Il n'existe pas de calendrier standard, les célébration varient en fonction des traditions. Il y a des fêtes récurrentes, mais d'autres sont propre à une voie.
Nous classerons ces célébration par catégories arbitraires. De même, dans le plan ci-dessous, nous donnerons un nom le plus courant, et les déclinaisons dans la partie spécifique.
Nous n'avons cependant pas la prétention de considérer cette liste comme exhaustive, c'est loin d'en être le cas.
Les fêtes spécifiques
En se basant sur le calendrier civil :
Juillet
Août
Septembre
Octobre
Novembre
Décembre
Il n'existe pas de trace montrant que cette fête soit traditionnelle, elle semble uniquement moderne.
Váli est le fils d'Oðinn et de Rindr.
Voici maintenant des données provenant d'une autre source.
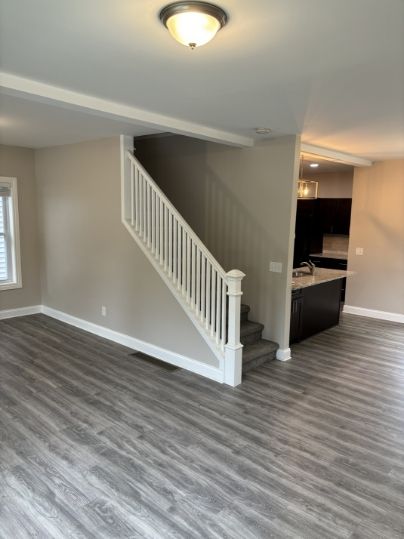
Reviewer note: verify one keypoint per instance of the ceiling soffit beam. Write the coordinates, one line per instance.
(48, 94)
(333, 155)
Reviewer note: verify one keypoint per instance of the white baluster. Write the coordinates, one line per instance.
(184, 261)
(175, 253)
(188, 284)
(137, 195)
(224, 313)
(179, 252)
(198, 280)
(193, 276)
(218, 300)
(161, 220)
(207, 308)
(165, 237)
(144, 187)
(213, 303)
(153, 222)
(203, 288)
(170, 245)
(132, 195)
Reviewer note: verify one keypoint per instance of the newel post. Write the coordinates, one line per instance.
(234, 349)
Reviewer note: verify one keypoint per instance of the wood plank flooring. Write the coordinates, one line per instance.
(98, 443)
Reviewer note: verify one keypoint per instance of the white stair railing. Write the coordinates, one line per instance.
(210, 296)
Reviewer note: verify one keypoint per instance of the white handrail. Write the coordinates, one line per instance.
(209, 295)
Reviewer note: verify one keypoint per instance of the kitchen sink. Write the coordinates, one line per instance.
(300, 273)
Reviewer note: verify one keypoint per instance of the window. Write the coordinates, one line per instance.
(10, 266)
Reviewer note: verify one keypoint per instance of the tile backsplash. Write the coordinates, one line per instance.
(335, 242)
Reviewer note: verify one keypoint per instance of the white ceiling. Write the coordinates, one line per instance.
(37, 125)
(324, 165)
(332, 70)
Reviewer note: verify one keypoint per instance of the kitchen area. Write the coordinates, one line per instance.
(321, 245)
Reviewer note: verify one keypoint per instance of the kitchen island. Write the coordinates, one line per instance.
(316, 301)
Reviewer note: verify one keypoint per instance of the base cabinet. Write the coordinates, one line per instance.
(314, 309)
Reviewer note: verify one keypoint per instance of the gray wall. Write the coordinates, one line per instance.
(19, 163)
(334, 184)
(90, 260)
(242, 203)
(377, 225)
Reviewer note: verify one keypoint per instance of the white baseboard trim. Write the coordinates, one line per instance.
(21, 311)
(283, 354)
(373, 313)
(213, 373)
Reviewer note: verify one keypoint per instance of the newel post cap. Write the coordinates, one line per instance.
(235, 275)
(234, 278)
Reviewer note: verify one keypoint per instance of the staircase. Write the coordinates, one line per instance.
(256, 350)
(210, 297)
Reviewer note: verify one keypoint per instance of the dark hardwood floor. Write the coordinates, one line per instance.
(98, 443)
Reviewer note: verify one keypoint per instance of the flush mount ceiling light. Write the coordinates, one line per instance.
(263, 130)
(193, 23)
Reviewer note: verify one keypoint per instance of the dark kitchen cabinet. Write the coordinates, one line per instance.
(335, 215)
(332, 263)
(308, 232)
(314, 309)
(296, 316)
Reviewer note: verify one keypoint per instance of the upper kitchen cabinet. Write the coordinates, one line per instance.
(335, 215)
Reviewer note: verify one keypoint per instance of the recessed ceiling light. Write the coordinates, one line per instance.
(263, 130)
(193, 23)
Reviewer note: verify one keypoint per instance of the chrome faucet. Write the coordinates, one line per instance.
(310, 265)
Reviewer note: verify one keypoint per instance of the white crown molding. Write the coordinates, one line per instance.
(333, 155)
(373, 313)
(46, 93)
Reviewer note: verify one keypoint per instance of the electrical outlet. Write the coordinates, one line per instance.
(275, 267)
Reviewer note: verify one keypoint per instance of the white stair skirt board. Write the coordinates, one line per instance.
(283, 354)
(213, 373)
(21, 311)
(373, 313)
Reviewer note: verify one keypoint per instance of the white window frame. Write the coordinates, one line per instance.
(14, 231)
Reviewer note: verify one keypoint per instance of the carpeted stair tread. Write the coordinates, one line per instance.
(250, 332)
(245, 309)
(248, 327)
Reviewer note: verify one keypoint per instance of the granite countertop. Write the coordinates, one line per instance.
(340, 255)
(321, 275)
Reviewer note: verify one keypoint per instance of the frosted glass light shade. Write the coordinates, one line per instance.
(193, 23)
(307, 189)
(193, 29)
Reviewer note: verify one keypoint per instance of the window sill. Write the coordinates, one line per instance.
(10, 286)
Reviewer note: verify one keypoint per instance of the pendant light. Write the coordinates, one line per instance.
(193, 23)
(306, 188)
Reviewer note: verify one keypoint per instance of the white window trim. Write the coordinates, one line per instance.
(15, 231)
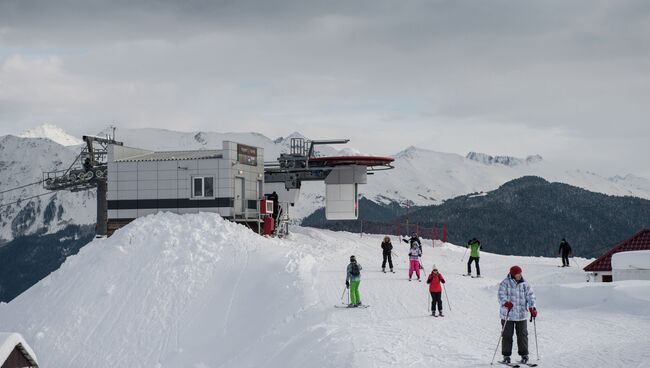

Mais la célébration concerne surtout le vengeance de la mort de son frère Baldr, tué par Hoðr le dieu aveugle, guidé par Loki. Váli n'est d'ailleurs connu que pour cet acte au point que certains disent qu'il n'est venu au monde que pour ça, d'autres le considèrent comme bienveillant envers ceux qui ont une vengeance à mener.
Váli et Baldr se retrouveront après Ragnarökr, il est donc plus un dieu pour le cycle suivant où il gagnera sûrement en responsabilités.
De nombreuses personnes considèrent le jour des familles et veulent donner cette fête à l'origine de la Saint Valentin en inventant même un lien étymologique douteux Váli-Valentin. Il n'y a cependant aucun rapport :
Chacun est libre de faire ce qu'il veut et de créer une « Saint Valentin nordique », mais cela doit se faire en conscience de la non-historicité de cette fête et que Váli n'est pas forcément l'Ase le plus adapté pour mettre une telle célébration sous son égide.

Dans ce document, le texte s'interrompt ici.